Outro dia, em conversa com um amigo, falando sobre a etimologia das palavras, ele me disse que o contrário de detalhe era atalho. E, recentemente, com um grupo de engenheiros preocupados com o ensino da nossa especialidade - projetos estruturais - caímos na conversa sobre algo que deixou isso bem claro.

Vivemos hoje pela facilidade dos equipamentos e programas de modelagem estrutural, andando por atalhos. Estamos deixando de prestar atenção aos detalhes. Não quero dizer, com isso, que devamos voltar aos cálculos exaustivos dos processos manuais. Não é preciso viajar a pé para ver a paisagem, mas conhecer o caminho a ser percorrido, e ter o controle do meio para parar nos pontos que consideramos importantes ou nos chamem a atenção. A beleza e o perigo moram nos detalhes.

Programas de modelagem são magistralmente elaborados por engenheiros e matemáticos que conhecem profundamente materiais, teorias de estabilidade, cálculos, algoritmos e normas técnicas para a elaboração de softwares capazes de dar respostas a todo tipo de projeto. Por isso mesmo são precisos, mas não podem ser específicos.

O modelo estrutural é uma abstração que busca reproduzir o funcionamento do objeto a ser executado. Ele, não necessariamente, se parece com o real, apenas simula o trabalho do sistema estrutural sob as ações a que estará sujeito. Esse conjunto de nós, barras e placas, é lido pelo programa com a abstração geométrica de pontos, segmentos de retas e planos, seus vínculos são criados pelo projetista. O programa o analisa, segundo a interação imposta entre eles.
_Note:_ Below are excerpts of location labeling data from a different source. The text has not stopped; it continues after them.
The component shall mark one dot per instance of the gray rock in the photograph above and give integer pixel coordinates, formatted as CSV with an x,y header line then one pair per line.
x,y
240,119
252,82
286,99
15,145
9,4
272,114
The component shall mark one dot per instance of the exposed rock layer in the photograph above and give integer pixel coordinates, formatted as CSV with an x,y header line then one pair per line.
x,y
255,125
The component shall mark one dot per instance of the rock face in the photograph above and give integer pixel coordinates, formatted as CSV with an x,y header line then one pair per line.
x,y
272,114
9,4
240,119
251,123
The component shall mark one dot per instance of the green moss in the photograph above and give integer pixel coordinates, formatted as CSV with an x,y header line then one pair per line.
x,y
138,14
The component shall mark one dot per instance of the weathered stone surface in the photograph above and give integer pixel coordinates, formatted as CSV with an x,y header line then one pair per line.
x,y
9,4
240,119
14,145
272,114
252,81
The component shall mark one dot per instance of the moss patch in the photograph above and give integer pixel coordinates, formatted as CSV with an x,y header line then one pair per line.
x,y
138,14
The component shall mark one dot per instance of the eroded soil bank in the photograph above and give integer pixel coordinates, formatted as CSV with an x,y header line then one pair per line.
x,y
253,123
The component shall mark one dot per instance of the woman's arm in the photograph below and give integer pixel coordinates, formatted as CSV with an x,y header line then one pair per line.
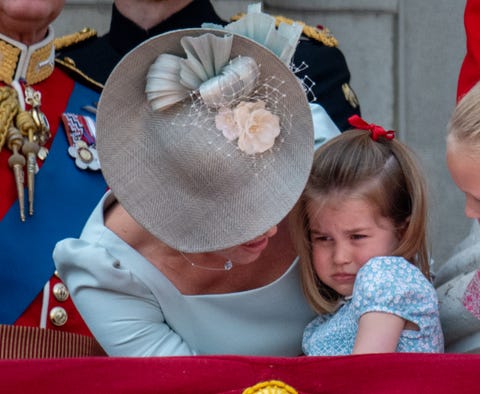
x,y
119,308
378,332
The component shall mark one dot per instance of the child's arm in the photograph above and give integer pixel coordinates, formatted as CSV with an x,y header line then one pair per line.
x,y
378,332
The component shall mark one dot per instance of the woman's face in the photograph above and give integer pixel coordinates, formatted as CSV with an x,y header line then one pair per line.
x,y
464,165
27,20
249,251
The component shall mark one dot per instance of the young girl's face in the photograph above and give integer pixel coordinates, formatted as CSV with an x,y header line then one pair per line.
x,y
345,233
464,166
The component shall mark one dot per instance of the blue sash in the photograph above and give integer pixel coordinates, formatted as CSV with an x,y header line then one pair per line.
x,y
64,199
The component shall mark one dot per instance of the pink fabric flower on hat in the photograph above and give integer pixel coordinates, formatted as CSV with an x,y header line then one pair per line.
x,y
255,127
471,297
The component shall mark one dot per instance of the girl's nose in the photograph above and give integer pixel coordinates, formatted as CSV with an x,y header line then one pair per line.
x,y
271,232
341,255
472,210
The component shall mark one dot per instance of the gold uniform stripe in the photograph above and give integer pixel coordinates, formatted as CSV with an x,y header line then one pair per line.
x,y
19,342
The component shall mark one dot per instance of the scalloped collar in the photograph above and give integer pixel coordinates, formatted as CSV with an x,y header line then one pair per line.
x,y
32,63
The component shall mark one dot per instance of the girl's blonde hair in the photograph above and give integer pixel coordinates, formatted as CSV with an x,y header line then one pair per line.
x,y
464,124
386,174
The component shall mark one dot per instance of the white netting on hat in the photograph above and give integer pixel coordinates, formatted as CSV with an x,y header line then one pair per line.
x,y
254,124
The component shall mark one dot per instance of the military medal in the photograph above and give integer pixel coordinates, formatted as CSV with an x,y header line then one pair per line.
x,y
80,131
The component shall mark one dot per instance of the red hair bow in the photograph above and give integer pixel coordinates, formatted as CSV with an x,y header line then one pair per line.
x,y
375,130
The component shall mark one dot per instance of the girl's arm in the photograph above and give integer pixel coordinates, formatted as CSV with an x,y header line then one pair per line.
x,y
378,332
Uma barra é um segmento de reta entre dois pontos, uma viga é um conjunto de barras em sequência entre dois apoios. Quem define isso no programa é o engenheiro. Uma vez dadas as informações, o programa vai criar uma matriz de rigidez, equalizar forças e deformações, calcular os esforços solicitantes, e sob eles, analisar essa viga sob condições de estabilidade, resistência e deformação, e considerá-la, ou não, adequada conforme a norma técnica escolhida. No entanto, não vai analisar a particularidade de um esforço localizado ou de uma ligação não padronizada. Isso cabe ao projetista.
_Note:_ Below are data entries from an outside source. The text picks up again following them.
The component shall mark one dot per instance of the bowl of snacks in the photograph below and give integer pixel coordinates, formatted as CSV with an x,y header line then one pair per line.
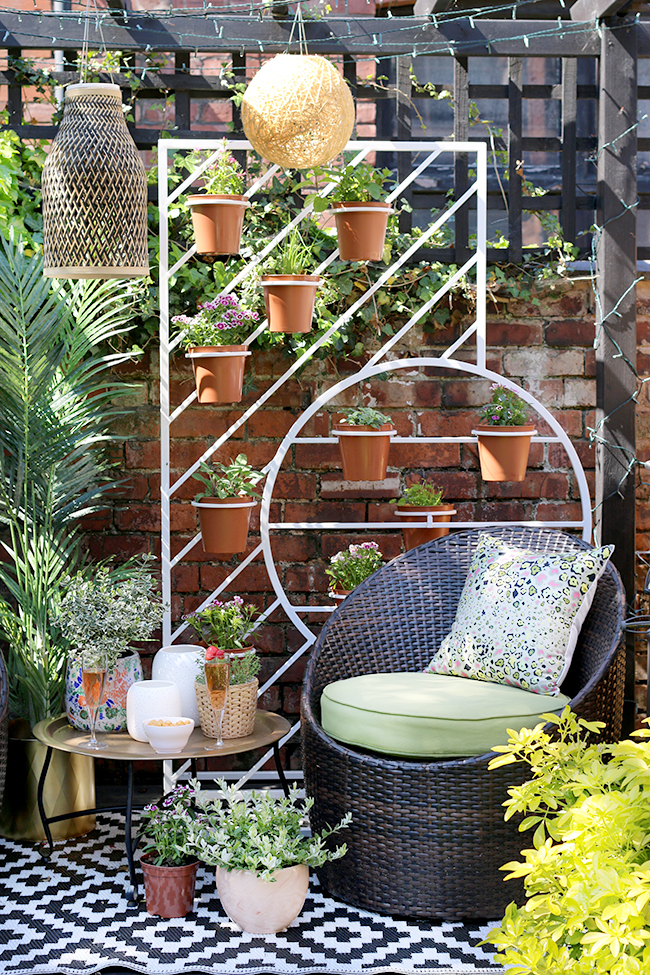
x,y
168,736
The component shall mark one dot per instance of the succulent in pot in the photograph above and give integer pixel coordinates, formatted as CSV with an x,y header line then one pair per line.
x,y
226,504
504,436
214,340
262,857
419,500
364,436
218,212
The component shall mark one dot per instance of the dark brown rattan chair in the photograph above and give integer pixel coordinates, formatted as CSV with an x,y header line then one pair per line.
x,y
428,837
Um programa de detalhamento estrutural vai determinar o número de barras de reforço do concreto para cada um dos esforços numa viga e distribuí-las de acordo com a necessidade de cobertura do diagrama e ancoragem. Fará isso para o momento positivo, assim como para o momento negativo, mas, como eventos distintos.

Cabe ao projetista a análise da possibilidade de distribuição dessas armaduras e da tradução de seu melhor arranjo no sentido de facilitar a leitura e execução em obra.

Temos, cada dia mais, tanto pela pressão dos prazos quanto pela tendência natural de buscar uma resposta rápida, a vontade de pegar um atalho.

Os programas de modelagem são cada dia mais completos, precisos e abrangentes, o que, de certa forma, nos encoraja a delegar a eles as verificações e detalhamentos. Só que não podemos soltar a direção sem prestar atenção às etapas. Cabe ao engenheiro a criatividade do lançamento do modelo estrutural, a escolha dos vínculos entre os elementos que compõem a estrutura, a definição das ações sobre ela, sua otimização de performance e a análise dos seus detalhes particulares. Aquilo que cada dobra, implica, que a cada desdobra, explica. Mapa não é território.